Le pédobaptisme est-il une pratique maintenue uniquement pour des raisons politiques ?
19 juin 2019

Parmi les objections souvent avancées lorsqu’une personne se déclare pédobaptiste au sein des milieux évangéliques, on entend souvent que les Réformateurs n’ont maintenu le pédobaptisme uniquement en raison d’idées politiques ou de pression sociale.

Que cherche à faire cette objection ?

Cette objection cherche à décrédibiliser la position pédobaptiste sur le plan théologique et biblique. C’est un cas d’attaque ad hominem et elle fonctionne en fait comme une excuse : au lieu d’interagir avec les arguments réformés, on se donne une bonne conscience en répondant qu’après tout, cette position n’est qu’une histoire de politique du XVIème siècle.

Cette façon de procéder n’est ni honnête ni vertueuse et le chrétien devrait l’éviter. S’il convient de comprendre pourquoi les Réformateurs ont dit ce qu’ils ont dit, il faut tout d’abord écouter ce qu’ils ont dit et non pas supposer pourquoi ils l’ont dit afin d’excuser ou d’écarter une position qui nous dérange. C’est en fait assez facile de dire qu’un auteur ne dit ce qu’il dit que pour des raisons obscures, mais l’argument peut-être assez facilement retourné et n’avance en rien le débat. La question qu’il faut se poser est plutôt : que dit-il et quels sont ses arguments ?

Qu’en penser ?

Une simple lecture de l’Institution de Jean Calvin (IV, XVI) nous montre que celui-ci répond à 13 objections anabaptistes au pédobaptême et à 20 objections de Michel Servet au pédobaptême. Il avance en 32 points sa défense et ses réponses de la pratique. Aucune de ces raisons ni aucune des objections à cette époque n’a trait à la politique d’un Etat.

Prétexter qu’il y avait une certaine pression sociale n’est pas faux, mais cela ne règle pas le débat.

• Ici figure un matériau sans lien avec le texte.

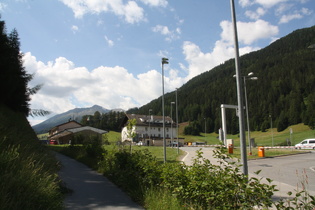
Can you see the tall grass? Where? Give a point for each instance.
(28, 172)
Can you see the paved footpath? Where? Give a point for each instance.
(91, 190)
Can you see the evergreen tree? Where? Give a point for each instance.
(14, 79)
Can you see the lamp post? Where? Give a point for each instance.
(150, 110)
(177, 122)
(249, 77)
(239, 95)
(271, 129)
(164, 61)
(205, 128)
(172, 122)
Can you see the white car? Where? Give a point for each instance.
(306, 144)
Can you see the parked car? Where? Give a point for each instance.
(306, 144)
(53, 142)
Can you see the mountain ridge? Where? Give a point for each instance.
(73, 114)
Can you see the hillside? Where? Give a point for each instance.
(27, 169)
(284, 92)
(75, 114)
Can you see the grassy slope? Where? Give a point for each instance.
(27, 170)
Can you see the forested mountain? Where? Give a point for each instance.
(73, 114)
(283, 93)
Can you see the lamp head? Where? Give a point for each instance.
(250, 74)
(164, 60)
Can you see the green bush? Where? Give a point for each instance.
(28, 172)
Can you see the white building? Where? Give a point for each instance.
(149, 130)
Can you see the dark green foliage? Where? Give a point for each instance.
(13, 86)
(284, 89)
(192, 129)
(134, 172)
(28, 171)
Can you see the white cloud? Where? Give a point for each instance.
(164, 30)
(66, 86)
(255, 15)
(269, 3)
(199, 62)
(74, 28)
(109, 42)
(264, 3)
(2, 6)
(131, 12)
(248, 32)
(296, 15)
(155, 3)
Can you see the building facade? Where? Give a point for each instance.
(148, 130)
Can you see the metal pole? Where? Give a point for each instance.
(205, 128)
(177, 123)
(171, 124)
(164, 61)
(248, 131)
(239, 95)
(150, 110)
(271, 130)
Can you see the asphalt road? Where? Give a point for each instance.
(91, 190)
(287, 172)
(292, 170)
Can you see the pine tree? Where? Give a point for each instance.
(14, 79)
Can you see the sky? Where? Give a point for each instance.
(108, 52)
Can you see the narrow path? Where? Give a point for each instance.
(91, 190)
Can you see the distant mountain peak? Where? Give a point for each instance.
(75, 114)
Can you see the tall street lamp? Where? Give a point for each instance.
(172, 121)
(271, 129)
(150, 110)
(177, 123)
(164, 61)
(239, 95)
(249, 77)
(205, 128)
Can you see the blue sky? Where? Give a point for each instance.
(108, 52)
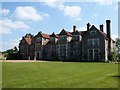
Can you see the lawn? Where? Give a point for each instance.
(59, 75)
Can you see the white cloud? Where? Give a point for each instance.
(104, 2)
(72, 11)
(114, 36)
(5, 45)
(28, 13)
(95, 15)
(7, 25)
(4, 11)
(51, 3)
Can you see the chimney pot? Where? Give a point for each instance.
(74, 28)
(101, 28)
(88, 26)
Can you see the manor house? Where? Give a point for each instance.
(92, 44)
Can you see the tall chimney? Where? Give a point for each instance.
(74, 28)
(101, 27)
(88, 26)
(108, 29)
(109, 38)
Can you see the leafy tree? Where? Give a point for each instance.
(118, 47)
(114, 55)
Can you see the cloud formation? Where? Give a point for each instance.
(28, 13)
(70, 11)
(4, 11)
(7, 25)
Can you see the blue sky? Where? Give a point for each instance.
(19, 18)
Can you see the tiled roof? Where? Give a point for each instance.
(54, 35)
(28, 41)
(43, 35)
(63, 32)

Dans certains pays, il y a une forte pression sociale à l’encontre de l’athéisme et cela ne veut pas dire que l’athéisme est vrai. Par ailleurs, lorsque l’on connait un peu le caractère des Réformateurs, on sait qu’ils n’ont pas eu peur de la pression sociale ni de s’y opposer, quitte à mettre leur vie en danger. S’il y a bien une critique que l’on ne peut pas leur faire, c’est celle d’avoir honte de leurs convictions ou de se laisser impressionner par un consensus social ou religieux. De plus, contrairement à aujourd’hui, la politique était encore à l’époque vue comme quelque chose de noble et si un auteur du XVIème avait eu des raisons politiques de maintenir une pratique, il n’aurait pas eu honte de le dire. En effet, la véritable question n’est pas “est-ce politique ou non ?” mais “est-ce vrai ou non ?”.

Pour aller plus loin

Si vous voulez lire et vous informer sur les réponses des réformés aux anabaptistes, cet article de Yannick Imbert analyse leurs réponses historiques.

Si vous voulez lire comment un réformé de nos jours défend cette pratique, rendez-vous ICI.

Maxime Georgel

Maxime est étudiant en médecine à l'Université Catholique de Lille. Fondateur du blog Parlafoi.fr, il se passionne pour la théologie systématique, l'histoire du dogme et la philosophie réaliste. Vous entendrez souvent dans sa bouche "Thomas D'Aquin", "Jean Calvin" et "Vive la scolastique". Il affirme être marié à la meilleure épouse du monde. Ils vivent ensemble sur Lille avec leur petit Thomas.

3 Commentaires

  1. Pik

    ” on se donne une bonne conscience en répondant qu’après tout, cette position n’est qu’une histoire de politique du XVIème siècle. ”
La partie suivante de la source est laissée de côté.